Ever wondered why the axemen start at different times? Or why they put nails in their logs?
Find out more about Woodchopping and get all the answers you need right here in our FAQ's
Can't find the answer to your question below? Please contact us! We would love to hear from you.
What are the different modalities of woodchopping?
The main modalities of woodchopping are; Standing Block, Underhand, Tree Pegging and cross cut sawing. There are other variations of each of these modalities but they are the 4 main modalities.
I saw a competition once where all the axemen started at the same time, I thought the sport was handicapped?

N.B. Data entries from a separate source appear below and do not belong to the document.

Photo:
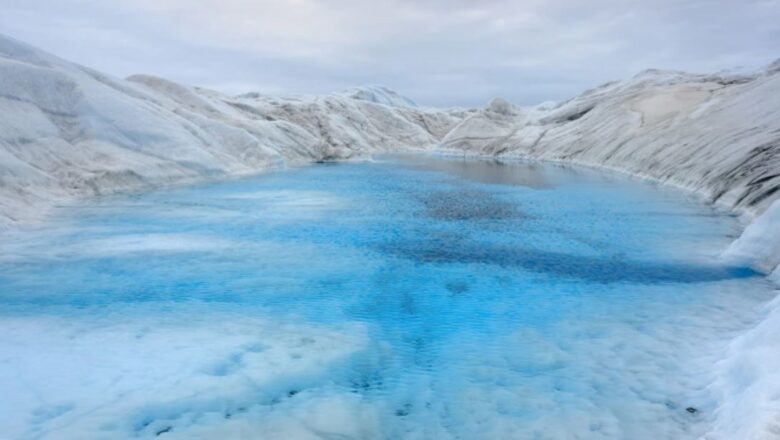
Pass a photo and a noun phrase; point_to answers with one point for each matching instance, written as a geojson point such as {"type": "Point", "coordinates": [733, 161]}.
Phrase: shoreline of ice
{"type": "Point", "coordinates": [69, 132]}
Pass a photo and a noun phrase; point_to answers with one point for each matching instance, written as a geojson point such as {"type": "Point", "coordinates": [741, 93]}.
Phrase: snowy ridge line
{"type": "Point", "coordinates": [69, 132]}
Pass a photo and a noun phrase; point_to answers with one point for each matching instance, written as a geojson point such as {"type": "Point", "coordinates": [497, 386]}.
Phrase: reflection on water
{"type": "Point", "coordinates": [396, 299]}
{"type": "Point", "coordinates": [492, 171]}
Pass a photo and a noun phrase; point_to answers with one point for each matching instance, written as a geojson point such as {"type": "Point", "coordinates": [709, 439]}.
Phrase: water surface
{"type": "Point", "coordinates": [399, 298]}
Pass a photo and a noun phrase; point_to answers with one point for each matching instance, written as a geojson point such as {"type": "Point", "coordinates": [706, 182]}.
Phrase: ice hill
{"type": "Point", "coordinates": [68, 132]}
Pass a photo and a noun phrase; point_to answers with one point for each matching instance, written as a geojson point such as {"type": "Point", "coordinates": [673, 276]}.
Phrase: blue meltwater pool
{"type": "Point", "coordinates": [398, 298]}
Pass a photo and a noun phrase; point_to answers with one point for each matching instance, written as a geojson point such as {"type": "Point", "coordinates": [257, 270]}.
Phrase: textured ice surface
{"type": "Point", "coordinates": [392, 299]}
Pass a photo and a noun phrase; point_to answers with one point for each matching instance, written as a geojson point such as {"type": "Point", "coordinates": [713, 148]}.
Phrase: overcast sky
{"type": "Point", "coordinates": [437, 52]}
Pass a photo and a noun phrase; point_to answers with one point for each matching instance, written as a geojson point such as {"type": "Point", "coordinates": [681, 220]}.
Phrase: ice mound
{"type": "Point", "coordinates": [380, 95]}
{"type": "Point", "coordinates": [759, 244]}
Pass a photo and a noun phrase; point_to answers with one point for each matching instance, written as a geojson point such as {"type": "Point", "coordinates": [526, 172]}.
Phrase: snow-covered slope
{"type": "Point", "coordinates": [67, 131]}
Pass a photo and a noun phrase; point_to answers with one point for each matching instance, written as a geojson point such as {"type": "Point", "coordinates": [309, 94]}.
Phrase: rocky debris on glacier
{"type": "Point", "coordinates": [68, 131]}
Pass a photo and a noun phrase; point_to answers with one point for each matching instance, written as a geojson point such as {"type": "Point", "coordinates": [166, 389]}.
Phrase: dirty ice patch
{"type": "Point", "coordinates": [118, 374]}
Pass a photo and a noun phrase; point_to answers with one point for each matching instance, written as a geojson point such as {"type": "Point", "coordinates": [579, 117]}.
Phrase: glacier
{"type": "Point", "coordinates": [68, 132]}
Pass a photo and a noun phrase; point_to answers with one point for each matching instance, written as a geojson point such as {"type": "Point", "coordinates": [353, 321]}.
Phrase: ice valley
{"type": "Point", "coordinates": [396, 298]}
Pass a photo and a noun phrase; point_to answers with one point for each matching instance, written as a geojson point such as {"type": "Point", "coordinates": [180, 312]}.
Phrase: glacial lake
{"type": "Point", "coordinates": [395, 298]}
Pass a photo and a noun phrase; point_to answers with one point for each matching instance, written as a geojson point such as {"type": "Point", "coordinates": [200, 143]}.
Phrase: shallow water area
{"type": "Point", "coordinates": [396, 298]}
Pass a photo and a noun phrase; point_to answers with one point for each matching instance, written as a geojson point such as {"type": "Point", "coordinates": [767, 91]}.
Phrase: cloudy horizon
{"type": "Point", "coordinates": [439, 53]}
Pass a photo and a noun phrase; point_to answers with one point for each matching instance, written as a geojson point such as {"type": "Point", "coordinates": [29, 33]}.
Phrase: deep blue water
{"type": "Point", "coordinates": [494, 300]}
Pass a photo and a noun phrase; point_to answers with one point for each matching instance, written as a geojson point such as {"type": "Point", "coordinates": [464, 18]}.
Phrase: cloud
{"type": "Point", "coordinates": [439, 52]}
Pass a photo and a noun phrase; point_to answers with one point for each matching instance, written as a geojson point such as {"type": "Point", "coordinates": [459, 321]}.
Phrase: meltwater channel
{"type": "Point", "coordinates": [395, 298]}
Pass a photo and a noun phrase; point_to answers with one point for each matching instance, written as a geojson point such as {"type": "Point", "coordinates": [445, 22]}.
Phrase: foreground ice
{"type": "Point", "coordinates": [188, 314]}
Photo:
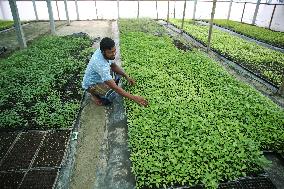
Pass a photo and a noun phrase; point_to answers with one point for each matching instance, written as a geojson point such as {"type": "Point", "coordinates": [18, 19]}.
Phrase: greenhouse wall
{"type": "Point", "coordinates": [89, 10]}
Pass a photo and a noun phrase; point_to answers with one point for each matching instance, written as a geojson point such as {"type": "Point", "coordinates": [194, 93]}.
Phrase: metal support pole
{"type": "Point", "coordinates": [96, 10]}
{"type": "Point", "coordinates": [175, 9]}
{"type": "Point", "coordinates": [211, 25]}
{"type": "Point", "coordinates": [17, 23]}
{"type": "Point", "coordinates": [230, 8]}
{"type": "Point", "coordinates": [35, 10]}
{"type": "Point", "coordinates": [138, 9]}
{"type": "Point", "coordinates": [272, 16]}
{"type": "Point", "coordinates": [168, 16]}
{"type": "Point", "coordinates": [255, 12]}
{"type": "Point", "coordinates": [117, 3]}
{"type": "Point", "coordinates": [77, 10]}
{"type": "Point", "coordinates": [281, 88]}
{"type": "Point", "coordinates": [183, 15]}
{"type": "Point", "coordinates": [51, 19]}
{"type": "Point", "coordinates": [57, 10]}
{"type": "Point", "coordinates": [194, 9]}
{"type": "Point", "coordinates": [243, 12]}
{"type": "Point", "coordinates": [66, 11]}
{"type": "Point", "coordinates": [157, 10]}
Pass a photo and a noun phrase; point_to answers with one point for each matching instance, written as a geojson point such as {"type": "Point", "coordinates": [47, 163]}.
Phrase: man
{"type": "Point", "coordinates": [98, 80]}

The sport is handicapped. Sometimes we have events where all axemen start on the same mark (the count of 3). This is called a championship event and shows you who the best of the best really is.

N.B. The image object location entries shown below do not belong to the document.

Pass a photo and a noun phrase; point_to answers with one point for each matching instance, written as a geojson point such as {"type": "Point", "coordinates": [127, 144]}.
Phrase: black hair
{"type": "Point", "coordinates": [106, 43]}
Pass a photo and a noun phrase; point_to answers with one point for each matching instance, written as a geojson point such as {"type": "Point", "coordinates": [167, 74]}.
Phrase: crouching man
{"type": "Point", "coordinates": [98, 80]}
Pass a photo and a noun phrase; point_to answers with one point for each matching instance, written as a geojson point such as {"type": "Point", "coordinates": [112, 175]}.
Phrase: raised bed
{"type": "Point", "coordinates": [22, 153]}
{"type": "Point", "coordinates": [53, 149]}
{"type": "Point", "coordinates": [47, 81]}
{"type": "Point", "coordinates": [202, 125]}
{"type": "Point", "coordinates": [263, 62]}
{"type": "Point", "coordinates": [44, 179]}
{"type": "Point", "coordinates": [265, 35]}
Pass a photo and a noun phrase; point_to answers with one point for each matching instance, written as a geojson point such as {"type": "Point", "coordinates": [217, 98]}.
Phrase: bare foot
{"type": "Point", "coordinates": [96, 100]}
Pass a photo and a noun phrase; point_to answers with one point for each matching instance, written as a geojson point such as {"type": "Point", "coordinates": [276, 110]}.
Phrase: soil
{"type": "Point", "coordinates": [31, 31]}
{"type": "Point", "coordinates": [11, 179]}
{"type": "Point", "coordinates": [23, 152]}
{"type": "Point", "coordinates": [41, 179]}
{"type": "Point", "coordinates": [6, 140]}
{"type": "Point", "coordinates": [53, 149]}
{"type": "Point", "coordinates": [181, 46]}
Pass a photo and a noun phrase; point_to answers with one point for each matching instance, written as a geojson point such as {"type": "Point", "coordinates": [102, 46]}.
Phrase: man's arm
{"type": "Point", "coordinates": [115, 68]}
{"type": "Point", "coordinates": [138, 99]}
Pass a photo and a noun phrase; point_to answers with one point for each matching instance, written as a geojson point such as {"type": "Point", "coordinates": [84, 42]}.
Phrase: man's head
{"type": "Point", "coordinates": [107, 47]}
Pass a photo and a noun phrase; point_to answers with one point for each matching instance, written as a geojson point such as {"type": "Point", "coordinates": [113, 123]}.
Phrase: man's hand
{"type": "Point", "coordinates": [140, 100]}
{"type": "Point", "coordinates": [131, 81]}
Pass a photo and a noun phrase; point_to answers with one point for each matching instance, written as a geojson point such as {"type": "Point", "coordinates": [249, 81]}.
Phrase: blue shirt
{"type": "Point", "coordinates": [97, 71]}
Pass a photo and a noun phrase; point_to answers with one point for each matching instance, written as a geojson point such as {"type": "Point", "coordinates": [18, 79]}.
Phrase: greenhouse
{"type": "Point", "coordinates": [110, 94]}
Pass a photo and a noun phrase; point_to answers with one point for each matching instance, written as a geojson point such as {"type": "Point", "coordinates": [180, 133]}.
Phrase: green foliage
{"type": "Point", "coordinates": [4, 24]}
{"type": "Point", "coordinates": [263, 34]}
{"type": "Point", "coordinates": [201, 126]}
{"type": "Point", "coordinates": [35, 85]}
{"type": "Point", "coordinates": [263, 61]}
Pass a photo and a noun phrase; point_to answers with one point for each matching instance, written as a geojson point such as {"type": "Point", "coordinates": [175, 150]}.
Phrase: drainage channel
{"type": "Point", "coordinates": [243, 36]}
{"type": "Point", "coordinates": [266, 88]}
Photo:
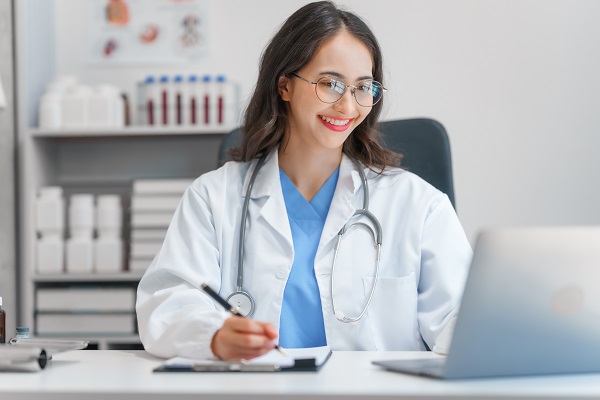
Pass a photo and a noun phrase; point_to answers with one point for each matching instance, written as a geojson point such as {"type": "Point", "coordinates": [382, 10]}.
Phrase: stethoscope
{"type": "Point", "coordinates": [244, 302]}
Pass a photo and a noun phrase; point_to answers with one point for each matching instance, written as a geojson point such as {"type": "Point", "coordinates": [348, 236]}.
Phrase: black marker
{"type": "Point", "coordinates": [225, 304]}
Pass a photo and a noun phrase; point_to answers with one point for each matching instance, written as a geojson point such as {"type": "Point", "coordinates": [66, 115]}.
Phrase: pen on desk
{"type": "Point", "coordinates": [225, 304]}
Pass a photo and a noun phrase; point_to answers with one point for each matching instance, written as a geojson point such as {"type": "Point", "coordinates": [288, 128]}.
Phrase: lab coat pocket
{"type": "Point", "coordinates": [393, 313]}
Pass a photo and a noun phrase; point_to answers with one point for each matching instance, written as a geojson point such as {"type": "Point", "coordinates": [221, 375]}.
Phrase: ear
{"type": "Point", "coordinates": [283, 88]}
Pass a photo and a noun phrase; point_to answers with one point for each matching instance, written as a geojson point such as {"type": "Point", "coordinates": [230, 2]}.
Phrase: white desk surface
{"type": "Point", "coordinates": [119, 374]}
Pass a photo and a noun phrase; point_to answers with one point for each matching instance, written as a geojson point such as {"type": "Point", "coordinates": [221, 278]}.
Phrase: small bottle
{"type": "Point", "coordinates": [193, 100]}
{"type": "Point", "coordinates": [108, 247]}
{"type": "Point", "coordinates": [178, 99]}
{"type": "Point", "coordinates": [206, 106]}
{"type": "Point", "coordinates": [22, 333]}
{"type": "Point", "coordinates": [75, 108]}
{"type": "Point", "coordinates": [50, 220]}
{"type": "Point", "coordinates": [2, 323]}
{"type": "Point", "coordinates": [150, 93]}
{"type": "Point", "coordinates": [81, 225]}
{"type": "Point", "coordinates": [165, 104]}
{"type": "Point", "coordinates": [220, 94]}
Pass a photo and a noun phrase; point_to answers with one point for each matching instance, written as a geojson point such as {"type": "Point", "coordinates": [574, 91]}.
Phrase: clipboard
{"type": "Point", "coordinates": [309, 359]}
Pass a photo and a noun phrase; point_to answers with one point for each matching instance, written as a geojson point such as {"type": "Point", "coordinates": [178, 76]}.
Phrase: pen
{"type": "Point", "coordinates": [225, 304]}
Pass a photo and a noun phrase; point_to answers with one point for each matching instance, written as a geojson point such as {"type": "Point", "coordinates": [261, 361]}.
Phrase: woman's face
{"type": "Point", "coordinates": [314, 124]}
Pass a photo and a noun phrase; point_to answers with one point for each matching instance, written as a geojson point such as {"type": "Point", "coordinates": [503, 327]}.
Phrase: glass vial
{"type": "Point", "coordinates": [22, 333]}
{"type": "Point", "coordinates": [2, 323]}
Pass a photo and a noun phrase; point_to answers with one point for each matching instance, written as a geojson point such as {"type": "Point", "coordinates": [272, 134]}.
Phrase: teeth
{"type": "Point", "coordinates": [338, 122]}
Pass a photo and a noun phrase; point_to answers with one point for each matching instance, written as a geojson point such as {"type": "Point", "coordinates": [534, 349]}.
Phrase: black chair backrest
{"type": "Point", "coordinates": [423, 143]}
{"type": "Point", "coordinates": [425, 148]}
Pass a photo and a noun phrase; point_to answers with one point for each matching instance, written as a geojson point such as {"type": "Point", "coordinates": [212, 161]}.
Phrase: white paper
{"type": "Point", "coordinates": [273, 357]}
{"type": "Point", "coordinates": [2, 96]}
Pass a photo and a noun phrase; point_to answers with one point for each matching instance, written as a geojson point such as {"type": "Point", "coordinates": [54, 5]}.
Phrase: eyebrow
{"type": "Point", "coordinates": [338, 75]}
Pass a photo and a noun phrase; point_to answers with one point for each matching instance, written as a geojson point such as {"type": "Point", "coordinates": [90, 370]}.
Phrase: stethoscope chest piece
{"type": "Point", "coordinates": [242, 302]}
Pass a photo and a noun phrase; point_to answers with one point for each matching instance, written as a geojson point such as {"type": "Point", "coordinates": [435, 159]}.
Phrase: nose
{"type": "Point", "coordinates": [346, 104]}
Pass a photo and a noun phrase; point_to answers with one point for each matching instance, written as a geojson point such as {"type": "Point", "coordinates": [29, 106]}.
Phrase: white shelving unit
{"type": "Point", "coordinates": [86, 161]}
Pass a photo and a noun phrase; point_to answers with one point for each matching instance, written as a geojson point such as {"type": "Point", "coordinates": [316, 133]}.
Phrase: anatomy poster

The axes look razor sharp and everyone wears volleys and sneakers! Surely they would be better off in steel cap shoes?
The axeman choose to wear sneakers (usually volleys) as these give the best grip and flex when cutting a log. For safety purposes some axemen wear chain mesh socks under their shoes for protection.
Note: All junior axemen and novices are required to wear chainmesh socks or leggings. Axemen competing in the Stihl Timbersports are also required to wear chain mesh socks for safety purposes.

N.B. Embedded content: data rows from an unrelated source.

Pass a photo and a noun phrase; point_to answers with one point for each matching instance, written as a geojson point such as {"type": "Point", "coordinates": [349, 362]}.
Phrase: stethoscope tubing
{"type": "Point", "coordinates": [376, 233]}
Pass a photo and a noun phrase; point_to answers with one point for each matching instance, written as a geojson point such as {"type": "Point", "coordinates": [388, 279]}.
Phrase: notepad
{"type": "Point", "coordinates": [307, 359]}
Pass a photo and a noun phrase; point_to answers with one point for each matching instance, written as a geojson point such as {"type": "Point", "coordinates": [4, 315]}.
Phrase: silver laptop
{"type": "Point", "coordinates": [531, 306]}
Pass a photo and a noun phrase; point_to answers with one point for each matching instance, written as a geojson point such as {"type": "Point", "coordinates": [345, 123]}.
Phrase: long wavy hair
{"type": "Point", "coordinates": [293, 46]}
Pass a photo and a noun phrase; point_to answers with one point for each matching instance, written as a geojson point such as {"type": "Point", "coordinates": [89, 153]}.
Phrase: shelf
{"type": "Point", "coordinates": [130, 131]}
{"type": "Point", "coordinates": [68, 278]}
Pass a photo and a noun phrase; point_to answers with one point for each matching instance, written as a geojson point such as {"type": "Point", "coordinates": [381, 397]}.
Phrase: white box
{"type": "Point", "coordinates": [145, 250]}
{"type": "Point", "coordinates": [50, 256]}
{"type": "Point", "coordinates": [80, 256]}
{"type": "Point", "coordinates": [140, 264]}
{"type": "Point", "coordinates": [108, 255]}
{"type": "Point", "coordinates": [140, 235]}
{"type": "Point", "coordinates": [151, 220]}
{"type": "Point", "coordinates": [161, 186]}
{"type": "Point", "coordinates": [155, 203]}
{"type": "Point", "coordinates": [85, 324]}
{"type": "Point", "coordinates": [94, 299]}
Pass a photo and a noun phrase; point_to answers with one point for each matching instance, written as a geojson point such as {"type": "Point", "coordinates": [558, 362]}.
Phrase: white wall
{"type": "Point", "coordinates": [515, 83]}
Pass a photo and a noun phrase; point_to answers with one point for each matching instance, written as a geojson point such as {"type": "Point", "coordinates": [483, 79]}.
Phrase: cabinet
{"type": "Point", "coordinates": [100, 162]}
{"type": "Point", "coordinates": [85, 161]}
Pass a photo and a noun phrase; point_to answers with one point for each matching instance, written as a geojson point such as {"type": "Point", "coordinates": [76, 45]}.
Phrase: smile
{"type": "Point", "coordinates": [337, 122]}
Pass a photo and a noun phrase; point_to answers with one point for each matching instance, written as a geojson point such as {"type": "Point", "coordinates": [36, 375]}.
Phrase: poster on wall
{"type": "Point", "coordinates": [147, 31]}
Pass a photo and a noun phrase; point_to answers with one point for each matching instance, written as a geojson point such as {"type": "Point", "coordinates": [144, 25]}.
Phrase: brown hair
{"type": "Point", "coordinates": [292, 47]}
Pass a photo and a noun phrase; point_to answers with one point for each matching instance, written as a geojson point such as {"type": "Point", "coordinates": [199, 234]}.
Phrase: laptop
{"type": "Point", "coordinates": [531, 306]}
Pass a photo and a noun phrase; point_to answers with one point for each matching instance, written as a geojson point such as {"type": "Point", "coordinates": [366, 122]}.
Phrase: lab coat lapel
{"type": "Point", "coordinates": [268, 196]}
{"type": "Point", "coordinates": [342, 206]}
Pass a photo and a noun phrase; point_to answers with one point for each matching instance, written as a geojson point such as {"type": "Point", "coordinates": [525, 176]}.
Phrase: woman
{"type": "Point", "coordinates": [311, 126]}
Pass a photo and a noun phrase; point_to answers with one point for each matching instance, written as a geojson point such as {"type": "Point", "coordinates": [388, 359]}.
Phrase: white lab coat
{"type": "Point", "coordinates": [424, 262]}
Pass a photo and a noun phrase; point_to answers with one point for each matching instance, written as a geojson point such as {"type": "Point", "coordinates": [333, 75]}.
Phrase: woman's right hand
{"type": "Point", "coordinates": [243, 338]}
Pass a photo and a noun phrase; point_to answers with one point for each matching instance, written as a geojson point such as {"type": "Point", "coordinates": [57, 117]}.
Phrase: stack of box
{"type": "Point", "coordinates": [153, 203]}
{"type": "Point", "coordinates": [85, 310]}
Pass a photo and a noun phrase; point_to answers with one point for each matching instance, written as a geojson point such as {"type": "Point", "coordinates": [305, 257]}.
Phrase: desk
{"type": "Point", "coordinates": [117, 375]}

What kind of wood are they cutting?
In Western Australia our axemen generally cut Jarrah. The wood usually comes from land cleared for mining.
The logs are trasported to the club where they are cut to the correct length trimmed to size. The at the end of each competition/exhibition the wood is recycled into firewood.
Why do the axemen wear white pants?
GREAT QUESTION! Clearly the people who do the washing in the household didnt get a vote in this!
White pants were traditionally worn and the tradition has carried forward through the years.
Axemen competing in the Stihl Timbersports wear black trousers.
How can you get involved?
Anyone can become an axeman! In fact we encourage new people to come and give it a go and see if it's the right sport for you. Simply visit our contact us page and get in touch with the club. We can point you in the right direction.
Why do the axemen start at different times?
Woodchopping is a handicapped sport. Each axeman is allocated a handicap based on his ability and past performances during competitions.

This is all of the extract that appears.